Skew correction in Documents using Deep learning.

Vishnu Nandakumar
5 min readFeb 7, 2022

We all would have stumped on to a problem where the documents that we have will be misaligned, skewed and also could be warped. A lot of image scanners will ask us to rotate the images by ourselves or ask us to choose the four points for modification of perspective. Actually, I have to give credit to my Twitter buddy Kavin Sharath who came up with this problem of skewness in the documents and propelled me to look for a solution using machine learning. We also took different approaches like Hough lines transformation, binarizing to find only text regions and their contours, detection of contours and so on but most of them could not generalize in most cases. We are aware that a lot of these image processing techniques works well and one of the best in the retrieval of skewness is using the projectile profile method.

Projectile Profile

PP is a technique in which we will rotate a given image in different angles for a range and compute the maximum difference between the peaks of the histogram of pixels of that image at each angle. The difference between the angles for which we get the maximum difference is what will be our angle of rotation for skew correction.

Pros:

  • No model training/building is required
  • Works on most of the real-world scenarios with documents of mild skewness
  • Can be easily integrated into any application

Cons:

  • If we increase the range of angles then processing would take a long time to complete
  • No generalized range of angle as each image might require a different set of ranges.

Machine learning:

I have tried to build a CNN based regression model here to generate angles at which the skewness needs to rectify.

Data Preparation:

For a problem like this, we might have data available online yet we can try and build our own data for this task. First, download a set of document images using bing-image-downloader, then iterate your images using the below snippet.

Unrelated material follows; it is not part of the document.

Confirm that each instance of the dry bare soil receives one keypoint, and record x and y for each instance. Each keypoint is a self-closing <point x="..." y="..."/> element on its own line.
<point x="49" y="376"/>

What essentially happens in the above snippet is:

  • We are iterating through a set of images at different angles chosen randomly.
  • Angle range is [-45, 45]
  • White colour is filled for images after rotation to ensure consistency as similar to real-world scenarios.
  • A grayscale image is saved with proper naming with iteration and angle value.

Model building:

I am using a simple CNN model for training the regressor here, before constructing the model we need to process the data in a way that the CNN model would learn in an optimized way. Below are the steps that I have implemented for preprocessing images.

I haven’t used other augmentation steps like crops, rotation etc because that would sabotage the intention of this solution, so I have only scaled the angles and images as per the necessity. Feel free to try other augmentation methods which will not vandalize the orientation and spatial features.

Next is defining the model, I have built a relatively shallow model because of the intuition that our output is continuous value and we are not in for learning complicated features like if the texts are of slanting characters, do they have lines or even if they are handwritten or not etc. Below is the model summary.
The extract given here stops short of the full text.